Project maintainers


Name: taar
Created: Dec 16, 2017
Updated: Sep 28, 2021
SVN: No files checked in
Bugs: 1 reported / 0 solved
Star5you like it: star it!

Other project properties

Category:System on Chip
Development status:Planning
Additional info:
WishBone compliant: No
WishBone version: n/a
License: GPL

Project Sapphire - General overview ( project formerly known as Taar )

This project comprises of a SoC type microprocessor and a microkernel-based operating system both of which are open source. Both are called Sapphire.

The projects are still being designed and I welcome anyone to contribute. This document is a design specification based on which further processor and OS architecture will be defined.

The Sapphire processor is the first processor and the Sapphire OS is the second OS project to be locally designed in India. The first OS was a very simple one written by me a few years ago. The Sapphire processor and OS are being designed to complement each other.

In this document the processor's details are given first and then the OS'.

General processor overview

The Sapphire processor is meant to be a simplified, single core CPU, clock-less design. There will be a 3D graphics processing unit as part of the SoC. The processor is presently meant to be used in a wearable computer, embedded and server systems. The design, beyond commonalities with all designs, is not related to any specific processor.

The chip is styled as a System-on-Chip ( SoC ) whose I/O subsystems are two LED display interfaces, USB, WiFi transceiver, general purpose timer, system reset timer, general purpose 0-to-1 output pins and general purpose 0-to-1 input pins.

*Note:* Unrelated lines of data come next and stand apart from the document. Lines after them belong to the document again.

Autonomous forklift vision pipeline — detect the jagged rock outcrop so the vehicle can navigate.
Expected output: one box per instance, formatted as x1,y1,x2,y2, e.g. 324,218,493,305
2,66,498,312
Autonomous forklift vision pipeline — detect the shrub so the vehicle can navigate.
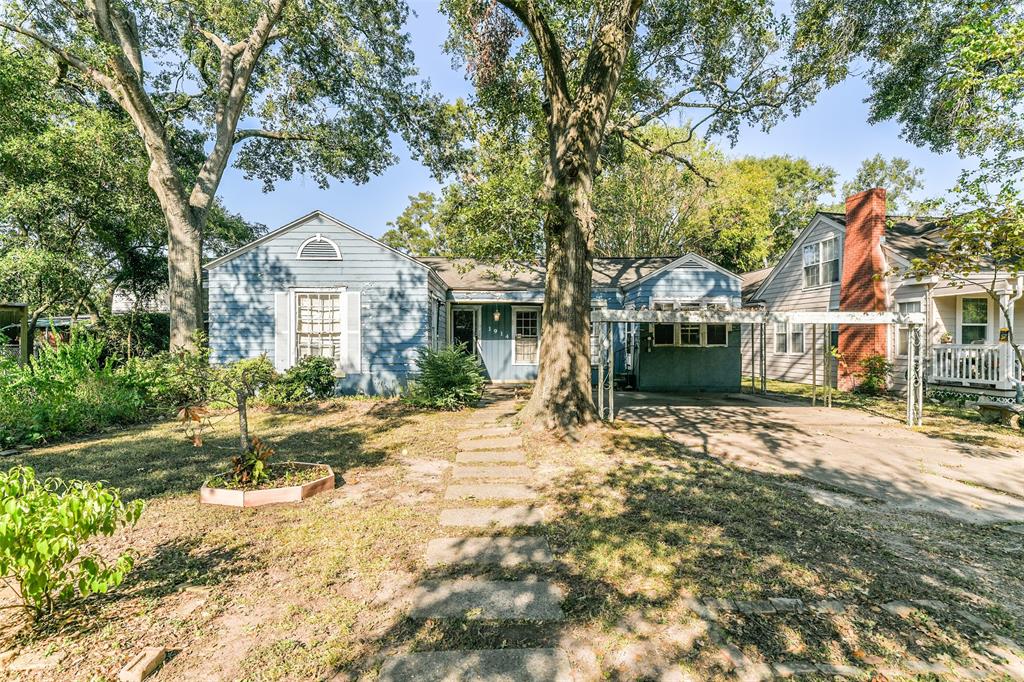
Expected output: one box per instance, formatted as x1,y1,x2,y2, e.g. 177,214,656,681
0,467,142,617
857,355,893,395
260,356,335,404
0,328,157,446
406,347,485,410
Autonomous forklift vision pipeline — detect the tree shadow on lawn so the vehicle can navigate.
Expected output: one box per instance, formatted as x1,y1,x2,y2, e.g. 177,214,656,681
4,402,415,500
548,432,1011,666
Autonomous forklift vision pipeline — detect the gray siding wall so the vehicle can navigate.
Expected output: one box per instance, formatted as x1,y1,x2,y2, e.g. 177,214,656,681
626,262,741,308
209,212,429,393
742,217,844,385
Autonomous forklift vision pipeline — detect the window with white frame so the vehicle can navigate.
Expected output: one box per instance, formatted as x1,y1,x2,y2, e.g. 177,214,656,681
295,292,343,364
774,323,790,353
896,301,921,355
803,237,839,289
790,323,804,353
705,325,729,346
961,298,988,343
512,308,541,365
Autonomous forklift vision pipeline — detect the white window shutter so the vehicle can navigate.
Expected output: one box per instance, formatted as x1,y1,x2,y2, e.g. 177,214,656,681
341,291,362,374
273,291,292,372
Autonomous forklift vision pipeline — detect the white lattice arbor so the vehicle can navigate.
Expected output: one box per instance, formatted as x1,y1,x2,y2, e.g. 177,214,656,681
590,308,925,426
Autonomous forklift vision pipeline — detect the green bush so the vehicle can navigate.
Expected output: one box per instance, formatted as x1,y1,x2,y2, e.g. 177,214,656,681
260,356,335,404
0,467,142,616
406,347,485,410
857,355,893,395
0,328,158,446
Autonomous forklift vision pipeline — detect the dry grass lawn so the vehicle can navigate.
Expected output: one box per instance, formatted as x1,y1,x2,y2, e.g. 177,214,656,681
0,391,1024,681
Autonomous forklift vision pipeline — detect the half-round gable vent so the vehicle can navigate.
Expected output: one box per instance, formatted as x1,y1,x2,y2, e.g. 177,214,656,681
298,235,341,260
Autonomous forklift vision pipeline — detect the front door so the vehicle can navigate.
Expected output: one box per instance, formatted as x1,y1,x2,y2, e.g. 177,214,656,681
452,308,478,353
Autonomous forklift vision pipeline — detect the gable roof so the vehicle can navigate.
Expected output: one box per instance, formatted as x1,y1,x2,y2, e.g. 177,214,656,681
419,256,677,291
821,211,947,261
203,210,430,270
419,253,739,291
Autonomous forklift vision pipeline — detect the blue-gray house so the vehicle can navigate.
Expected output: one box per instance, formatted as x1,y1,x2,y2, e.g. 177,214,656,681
207,211,741,393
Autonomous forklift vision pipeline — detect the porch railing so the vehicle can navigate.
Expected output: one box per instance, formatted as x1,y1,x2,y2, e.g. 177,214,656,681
929,343,1021,389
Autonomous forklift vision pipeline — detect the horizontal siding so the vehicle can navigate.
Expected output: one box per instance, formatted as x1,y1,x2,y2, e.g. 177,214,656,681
209,212,429,393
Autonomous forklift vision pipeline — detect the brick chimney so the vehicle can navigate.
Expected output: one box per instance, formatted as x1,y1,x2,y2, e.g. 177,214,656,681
839,187,888,390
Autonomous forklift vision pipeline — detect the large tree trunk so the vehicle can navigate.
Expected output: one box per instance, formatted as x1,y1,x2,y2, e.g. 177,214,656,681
523,161,597,431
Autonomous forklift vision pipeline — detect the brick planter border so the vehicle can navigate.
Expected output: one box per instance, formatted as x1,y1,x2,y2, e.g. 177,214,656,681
199,462,334,507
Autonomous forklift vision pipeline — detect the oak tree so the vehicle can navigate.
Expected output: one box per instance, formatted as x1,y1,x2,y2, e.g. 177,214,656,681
0,0,456,347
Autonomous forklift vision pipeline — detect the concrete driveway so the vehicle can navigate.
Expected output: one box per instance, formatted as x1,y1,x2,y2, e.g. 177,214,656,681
615,392,1024,523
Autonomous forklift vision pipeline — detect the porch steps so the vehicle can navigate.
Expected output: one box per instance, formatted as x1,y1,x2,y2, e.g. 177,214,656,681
440,505,544,528
459,436,522,452
426,536,553,566
455,450,526,464
409,578,563,621
444,483,538,501
378,649,572,682
452,465,534,480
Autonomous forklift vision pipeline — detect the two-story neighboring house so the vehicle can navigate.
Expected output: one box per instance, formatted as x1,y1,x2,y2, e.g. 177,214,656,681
743,188,1024,397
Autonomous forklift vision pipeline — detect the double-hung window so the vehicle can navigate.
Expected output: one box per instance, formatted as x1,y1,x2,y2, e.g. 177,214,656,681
295,292,343,365
961,298,988,343
512,308,541,365
803,237,839,289
896,301,921,355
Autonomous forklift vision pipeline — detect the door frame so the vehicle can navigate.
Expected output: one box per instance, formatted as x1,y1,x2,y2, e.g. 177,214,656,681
449,304,483,357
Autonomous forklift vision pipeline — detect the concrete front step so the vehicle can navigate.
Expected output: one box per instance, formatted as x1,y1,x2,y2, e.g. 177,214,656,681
459,436,522,451
410,578,563,621
452,465,534,480
426,537,552,566
459,426,513,440
444,483,538,500
455,450,526,464
440,505,544,528
377,649,572,682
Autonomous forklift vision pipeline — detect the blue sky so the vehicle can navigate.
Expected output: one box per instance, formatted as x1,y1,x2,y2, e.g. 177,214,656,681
214,0,965,236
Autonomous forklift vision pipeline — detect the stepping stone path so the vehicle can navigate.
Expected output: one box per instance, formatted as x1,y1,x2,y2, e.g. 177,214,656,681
379,393,572,682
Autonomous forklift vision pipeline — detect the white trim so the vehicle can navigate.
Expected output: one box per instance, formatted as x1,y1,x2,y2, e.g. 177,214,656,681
288,287,348,373
622,251,743,291
449,303,483,357
509,305,541,367
295,232,341,260
749,213,846,300
203,210,434,272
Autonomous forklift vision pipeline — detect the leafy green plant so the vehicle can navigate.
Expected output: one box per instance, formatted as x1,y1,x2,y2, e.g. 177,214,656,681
406,347,486,410
857,355,893,395
0,466,142,617
260,355,335,404
231,437,274,485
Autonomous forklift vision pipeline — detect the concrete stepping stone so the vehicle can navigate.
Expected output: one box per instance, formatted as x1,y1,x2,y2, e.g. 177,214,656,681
459,426,513,440
410,578,562,621
440,505,544,528
455,450,526,464
426,537,552,566
444,483,538,500
452,465,534,480
459,436,522,452
377,649,572,682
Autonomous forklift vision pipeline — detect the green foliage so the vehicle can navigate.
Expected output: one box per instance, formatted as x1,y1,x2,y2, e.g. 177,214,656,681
0,328,160,446
260,355,337,404
231,438,273,485
0,467,142,616
404,346,485,410
856,355,893,395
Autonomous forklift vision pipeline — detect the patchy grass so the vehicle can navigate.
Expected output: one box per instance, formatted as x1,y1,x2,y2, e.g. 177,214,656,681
0,391,1024,680
768,380,1024,451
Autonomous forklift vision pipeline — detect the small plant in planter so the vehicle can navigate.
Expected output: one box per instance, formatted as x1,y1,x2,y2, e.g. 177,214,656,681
180,355,334,507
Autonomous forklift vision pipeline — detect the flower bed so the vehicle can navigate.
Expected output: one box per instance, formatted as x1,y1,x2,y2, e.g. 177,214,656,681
199,462,334,507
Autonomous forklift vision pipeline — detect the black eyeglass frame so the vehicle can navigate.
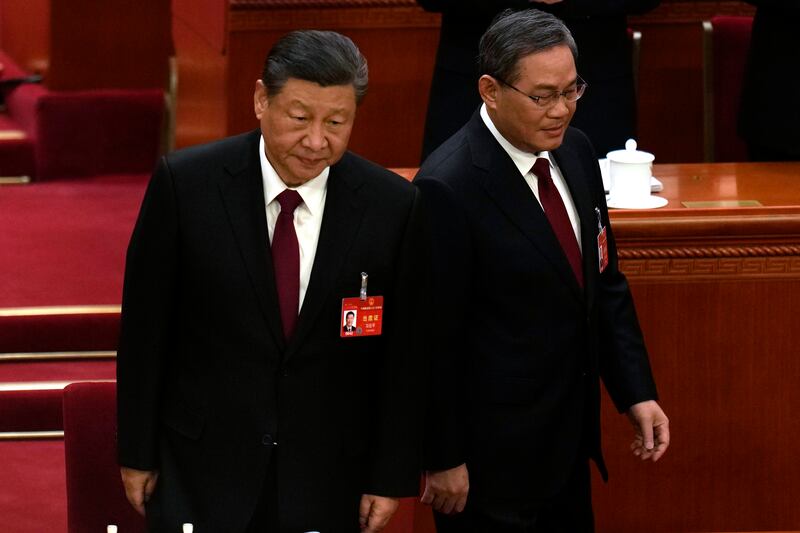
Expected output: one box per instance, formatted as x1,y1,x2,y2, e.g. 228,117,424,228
494,76,589,109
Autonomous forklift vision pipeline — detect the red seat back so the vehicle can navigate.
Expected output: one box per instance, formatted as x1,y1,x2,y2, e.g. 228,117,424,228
64,382,145,533
711,16,753,161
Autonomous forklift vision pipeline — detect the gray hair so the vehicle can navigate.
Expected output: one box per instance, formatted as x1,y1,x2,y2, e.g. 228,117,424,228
261,30,369,103
478,9,578,83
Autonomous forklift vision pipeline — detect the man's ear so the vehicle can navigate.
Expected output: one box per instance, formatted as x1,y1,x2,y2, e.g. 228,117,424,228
478,74,500,109
253,80,269,120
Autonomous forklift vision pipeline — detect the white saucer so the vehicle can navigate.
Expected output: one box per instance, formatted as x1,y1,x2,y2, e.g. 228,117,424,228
607,196,669,209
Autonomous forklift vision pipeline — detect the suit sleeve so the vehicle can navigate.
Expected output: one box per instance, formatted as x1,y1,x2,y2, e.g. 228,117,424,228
415,178,473,470
117,158,178,470
593,160,658,412
365,189,429,497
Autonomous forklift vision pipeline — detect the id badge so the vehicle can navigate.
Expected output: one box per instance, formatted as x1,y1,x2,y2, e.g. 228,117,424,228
597,226,608,272
340,296,383,339
594,207,608,273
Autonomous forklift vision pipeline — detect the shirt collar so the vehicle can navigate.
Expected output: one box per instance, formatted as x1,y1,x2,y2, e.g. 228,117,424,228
481,104,553,176
258,135,331,216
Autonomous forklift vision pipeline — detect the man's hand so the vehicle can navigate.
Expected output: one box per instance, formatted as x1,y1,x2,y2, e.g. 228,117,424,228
628,400,669,462
422,464,469,514
358,494,400,533
119,466,158,516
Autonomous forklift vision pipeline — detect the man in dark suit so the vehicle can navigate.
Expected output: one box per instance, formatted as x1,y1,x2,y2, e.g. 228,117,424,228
418,0,660,159
739,0,800,161
117,31,424,533
415,10,669,533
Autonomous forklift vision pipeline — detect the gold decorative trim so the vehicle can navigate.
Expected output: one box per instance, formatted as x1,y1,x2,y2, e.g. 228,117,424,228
620,257,800,281
0,351,117,363
0,305,122,317
0,379,116,392
0,431,64,441
629,1,756,26
0,176,31,185
228,7,440,32
617,245,800,261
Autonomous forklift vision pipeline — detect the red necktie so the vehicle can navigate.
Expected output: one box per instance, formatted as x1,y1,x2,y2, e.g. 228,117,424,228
272,189,303,340
532,157,583,287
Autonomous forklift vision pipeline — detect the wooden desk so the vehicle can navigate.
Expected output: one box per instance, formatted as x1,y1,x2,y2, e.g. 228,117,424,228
594,163,800,533
400,163,800,533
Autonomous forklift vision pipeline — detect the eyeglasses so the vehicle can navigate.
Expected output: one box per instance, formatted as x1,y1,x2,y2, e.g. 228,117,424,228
495,76,589,109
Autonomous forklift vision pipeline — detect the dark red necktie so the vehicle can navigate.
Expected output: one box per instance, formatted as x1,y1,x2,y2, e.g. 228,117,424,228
272,189,303,340
532,157,583,287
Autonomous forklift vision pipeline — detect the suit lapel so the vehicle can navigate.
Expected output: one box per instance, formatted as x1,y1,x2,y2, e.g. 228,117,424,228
553,138,600,309
285,154,366,358
468,113,583,299
220,131,285,351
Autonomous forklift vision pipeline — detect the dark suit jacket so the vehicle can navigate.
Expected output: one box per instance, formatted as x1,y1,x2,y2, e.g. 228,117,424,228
739,0,800,156
118,131,423,533
415,113,656,501
417,0,660,159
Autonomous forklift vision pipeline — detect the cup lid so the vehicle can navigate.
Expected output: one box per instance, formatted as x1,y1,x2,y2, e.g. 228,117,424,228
606,139,656,163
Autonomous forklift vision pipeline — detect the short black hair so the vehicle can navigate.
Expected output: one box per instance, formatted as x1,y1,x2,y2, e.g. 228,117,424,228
261,30,369,103
478,9,578,83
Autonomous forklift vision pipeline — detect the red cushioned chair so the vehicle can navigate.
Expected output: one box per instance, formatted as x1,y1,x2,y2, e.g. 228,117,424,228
64,382,145,533
703,17,753,162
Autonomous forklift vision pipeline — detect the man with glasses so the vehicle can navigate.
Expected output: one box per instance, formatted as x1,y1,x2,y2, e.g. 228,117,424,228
415,9,669,533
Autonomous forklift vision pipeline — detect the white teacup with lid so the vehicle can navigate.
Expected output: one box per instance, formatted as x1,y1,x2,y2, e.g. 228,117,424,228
606,139,667,209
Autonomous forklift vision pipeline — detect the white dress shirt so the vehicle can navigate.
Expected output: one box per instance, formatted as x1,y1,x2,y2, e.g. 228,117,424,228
258,136,331,311
481,104,583,252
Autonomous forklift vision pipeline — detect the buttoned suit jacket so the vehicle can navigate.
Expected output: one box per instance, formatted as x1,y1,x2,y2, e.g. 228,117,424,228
118,131,424,533
738,0,800,160
415,112,656,502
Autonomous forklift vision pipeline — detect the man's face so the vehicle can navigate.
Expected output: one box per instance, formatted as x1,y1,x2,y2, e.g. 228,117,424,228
254,78,356,187
479,45,578,152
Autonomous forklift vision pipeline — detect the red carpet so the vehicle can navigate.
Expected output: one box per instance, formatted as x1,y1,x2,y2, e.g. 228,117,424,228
0,174,148,308
0,440,67,533
0,174,149,352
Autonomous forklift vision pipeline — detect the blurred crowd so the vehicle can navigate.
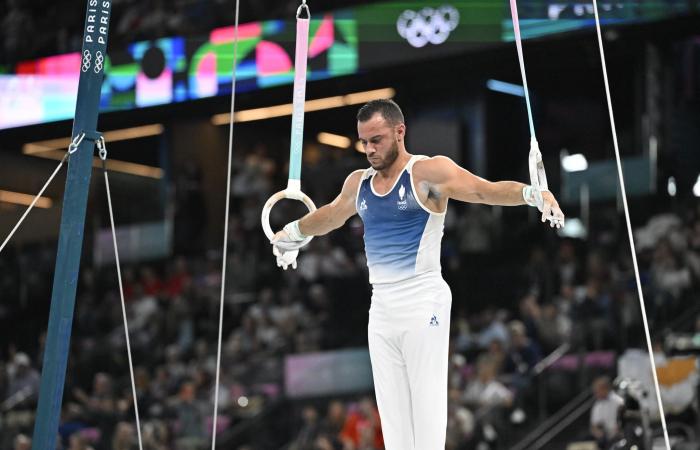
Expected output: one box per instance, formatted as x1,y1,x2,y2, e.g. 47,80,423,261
0,140,700,450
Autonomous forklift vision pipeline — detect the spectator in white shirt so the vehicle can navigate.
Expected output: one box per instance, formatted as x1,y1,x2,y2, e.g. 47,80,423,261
591,376,624,448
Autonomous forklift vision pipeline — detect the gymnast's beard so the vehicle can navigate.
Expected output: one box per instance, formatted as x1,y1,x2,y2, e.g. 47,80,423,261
368,141,399,170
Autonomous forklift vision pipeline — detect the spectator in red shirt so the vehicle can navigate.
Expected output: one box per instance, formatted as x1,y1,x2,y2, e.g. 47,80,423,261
340,397,384,450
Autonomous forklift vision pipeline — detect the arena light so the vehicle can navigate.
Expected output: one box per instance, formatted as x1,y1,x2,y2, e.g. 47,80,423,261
32,150,163,180
486,80,525,97
211,88,396,125
561,153,588,172
666,177,678,197
22,123,164,155
0,189,53,209
316,132,352,149
22,123,164,179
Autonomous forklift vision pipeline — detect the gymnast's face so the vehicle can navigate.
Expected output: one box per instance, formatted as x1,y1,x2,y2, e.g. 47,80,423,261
357,113,406,170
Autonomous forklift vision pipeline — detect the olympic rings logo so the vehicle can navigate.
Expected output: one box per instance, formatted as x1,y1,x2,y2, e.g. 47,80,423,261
396,5,459,48
95,50,105,73
82,50,92,72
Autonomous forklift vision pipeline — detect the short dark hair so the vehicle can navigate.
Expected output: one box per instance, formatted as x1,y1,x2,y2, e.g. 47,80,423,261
357,98,404,125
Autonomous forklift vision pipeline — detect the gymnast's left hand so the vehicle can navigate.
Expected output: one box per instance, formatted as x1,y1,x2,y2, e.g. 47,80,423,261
270,230,299,270
540,191,564,228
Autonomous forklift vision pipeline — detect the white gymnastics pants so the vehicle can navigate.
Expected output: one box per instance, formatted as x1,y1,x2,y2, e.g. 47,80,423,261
368,280,451,450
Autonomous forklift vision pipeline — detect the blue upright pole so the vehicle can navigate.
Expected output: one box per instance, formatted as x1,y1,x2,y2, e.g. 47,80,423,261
32,0,112,450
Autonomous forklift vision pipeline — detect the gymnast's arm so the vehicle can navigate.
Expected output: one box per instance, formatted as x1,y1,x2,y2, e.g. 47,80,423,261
414,156,559,210
299,170,362,236
272,170,362,243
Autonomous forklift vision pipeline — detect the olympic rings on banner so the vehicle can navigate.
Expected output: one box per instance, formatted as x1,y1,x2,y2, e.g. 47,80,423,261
82,49,92,72
95,50,105,73
396,5,459,48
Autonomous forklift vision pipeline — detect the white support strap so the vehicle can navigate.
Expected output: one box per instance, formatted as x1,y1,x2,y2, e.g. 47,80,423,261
96,139,143,450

To accept analog phenomena into the system, instead of an ADC chip a USB-connected camera is to be used. The camera is placed in proximity of an analog device and the external data is taken in visually. This opens up possibilities like receiving and processing analog data like from analog meters and taking input from multiple analog streams ( for example multiple pulsing LEDs afixed to the camera - the LEDs can be connected to different microphones ). For the system digital data to induce external analog phenomena, instead of a DAC chip the other LED display is to be used for example with multiple LDRs afixed to the display ( for example the LDRs connected to different surround sound speakers ).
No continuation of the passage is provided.